Hacker News new | past | comments | ask | show | jobs | submit login

I strongly agree. Although there are clearly uses for map/reduce at large scale there is also a tendency to use it for small problems where the overhead is objectionable. At work I've taken multiple Mao/reduce systems and converted them to run on my desktop, in one case taking a job that used to take 5 minutes just to startup down to a few seconds total.

Right tool for the job and all that. If you need to process a 50PB input though, map/reduce is the way to go.




I completely agree as well, but I don't consider myself much of an expert in NoSQL technologies (which is why I read up on threads like this to find out).

Does anyone have a use case where data is on a single machine and map reduce is still relevant?

(I am involved in a project at work where the other guys seem to have enthusiastically jumped on MongoDB without great reasons in my opinion).


> Does anyone have a use case where data is on a single machine and map reduce is still relevant?

What matters is the running data structure. For example, you can have Petabytes of logs but you need a map/table of some kind to do aggregations/transformations. Or a sparse-matrix based model. There are types of problems that can partition the data structure and work in parallel in the RAM of many servers.

Related: it's extremely common to confuse for CPU bottleneck what's actually a problem of TLB-miss, cache-miss, or bandwidth limits (RAM, disk, network). I'd rather invest time in improving the basic DS/Algorithm than porting to Map/Reduce.


OK, maybe I am not understanding you correctly, but what you describe seems to be, if the data is on one machine, connect to a cluster of machines, and run processing in parallel on that.

That doesn't imply a NoSQL solution to me. Just parallel processing on different parts of the data. If I am wrong can you point me to a clearer example?


It sounds to me like the poster above restructured the input data to exploit locality of reference better.

http://en.wikipedia.org/wiki/Locality_of_reference


So assuming the data is one one machine (as I asked), why would an index not solve this problem? And why does Map Reduce solve it?


Indexes do not solve the locality problem (see Non-clustered indexes). Even for in-memory databases, it is non-trivial to minimize cache misses in irregular data structures like B-trees.

Now why MapReduce "might" be a better fit for a problem where data fits into one disk. Consider a program which is embarrassingly parallel. It just reads a tuple and writes a new tuple back to disk.
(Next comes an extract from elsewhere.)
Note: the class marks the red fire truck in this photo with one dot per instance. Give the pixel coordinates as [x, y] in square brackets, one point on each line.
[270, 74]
The parallel IO provided by map/reduce can offer a significant benefit in this simple case as well.

Also NoSQL != parallel processing.


It's one of the issues, yes. But I wanted to be more general on purpose.


Maybe I misunderstood what you were asking.

Note both MapReduce and NoSQL are overhyped solutions. They are useful in a handful of cases, but often applied to problems they are not as good.


I'm not sure that the two concepts are resulted at all. Obviously mongo has map reduce baked in - but that's not that relevant. Map/reduce is a reasonable paradigm for crunching information. I have a heavily CPU bound system that I parallelise by running on different machines and aggregating that results. I probably wouldn't call it map reduce - but really it's the same thing.

How do you parallelise your long running tasks otherwise?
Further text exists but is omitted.